Over the four-year study duration, the researchers found that APOE E4 carriers with positive beliefs about ageing had a 2.7 per cent risk of developing dementia, compared to a 6.1 per cent risk for those with negative beliefs about ageing.

“We found that positive age beliefs can reduce the risk of one of the most established genetic risk factors of dementia,” said lead author Becca Levy. “This makes a case for implementing a public health campaign against ageism and negative age beliefs.”

Executive director of the New Zealand Dementia Co-operative Shereen Moloney says that while there is New Zealand research into the effects of diet, exercise, cardiovascular health and meaningful activities on general, including cognitive health, there’s currently no New Zealand research addressing the particular question of whether a positive view of ageing reduces the risk of dementia.

However, the Te Puāwaitanga O Ngā Tapuwae Kia Ora Tonu/ Life and Living in Advanced Age, a Cohort Study in New Zealand, otherwise known as LiLACS NZ, is a longitudinal cohort study of New Zealanders living in advanced age, led by the University of Auckland School of Population Health. It aims to determine the predictors of successful advanced ageing and understand the trajectories of health and wellbeing in advanced age in a Māori and non-Māori New Zealand population.

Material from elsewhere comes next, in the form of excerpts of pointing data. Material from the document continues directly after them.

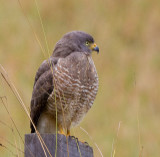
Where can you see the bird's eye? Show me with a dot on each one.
(87, 43)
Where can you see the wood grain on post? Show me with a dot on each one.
(65, 146)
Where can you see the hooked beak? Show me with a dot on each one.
(94, 47)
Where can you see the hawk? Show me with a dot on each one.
(65, 85)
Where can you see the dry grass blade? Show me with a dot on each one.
(10, 143)
(15, 92)
(115, 141)
(1, 145)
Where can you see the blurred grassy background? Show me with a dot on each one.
(128, 35)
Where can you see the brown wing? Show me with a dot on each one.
(43, 87)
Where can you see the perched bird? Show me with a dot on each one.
(65, 85)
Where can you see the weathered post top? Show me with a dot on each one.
(66, 147)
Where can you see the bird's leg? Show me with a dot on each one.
(68, 132)
(61, 130)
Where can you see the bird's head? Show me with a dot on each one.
(75, 41)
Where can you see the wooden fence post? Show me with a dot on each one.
(65, 146)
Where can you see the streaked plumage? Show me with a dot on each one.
(66, 82)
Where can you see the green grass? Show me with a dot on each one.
(127, 33)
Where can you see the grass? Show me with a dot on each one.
(127, 33)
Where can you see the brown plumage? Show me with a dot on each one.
(65, 84)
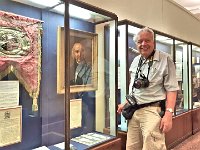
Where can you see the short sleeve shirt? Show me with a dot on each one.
(162, 78)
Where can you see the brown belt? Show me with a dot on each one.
(156, 103)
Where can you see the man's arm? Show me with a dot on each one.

“A positive view of aging has been shown to have broad health benefits,” says Moloney. “If you have a positive view of ageing, you are more likely to be involved in the sort of healthy lifestyle that reduces the risk of dementia, such as socialisation, ongoing learning, physical activity, attention to medical issues and not drinking too much or smoking. Depression is a risk factor for dementia and also likely to contribute to a negative view of ageing.”

The health issues of our ageing population, particularly dementia, are already stressing our health and social care system, and things are only going to get worse as the number of older people in increases, says Moloney.

“All this research is evidence that a public health campaign against ageism that promotes positive beliefs about aging would have great benefits for the New Zealand population in general, and would help to relieve the increasing pressure on our health and social care system.”

The New Zealand Government’s 2014 report on positive ageing talked about progressing the Business of Ageing project and developing age-friendly cities as means of encouraging better attitudes towards ageing.

AgeWell, a health promotion site for older New Zealanders, says optimism, faith, confidence, a sense of humour and adventure, and determination have all been identified as key attitudes older Kiwis see as important for positive ageing. A sense of pride, an interest in sustaining relationships, tenacity of self in a changing world and a desire to live a quality life are all indicators of positive attitudes.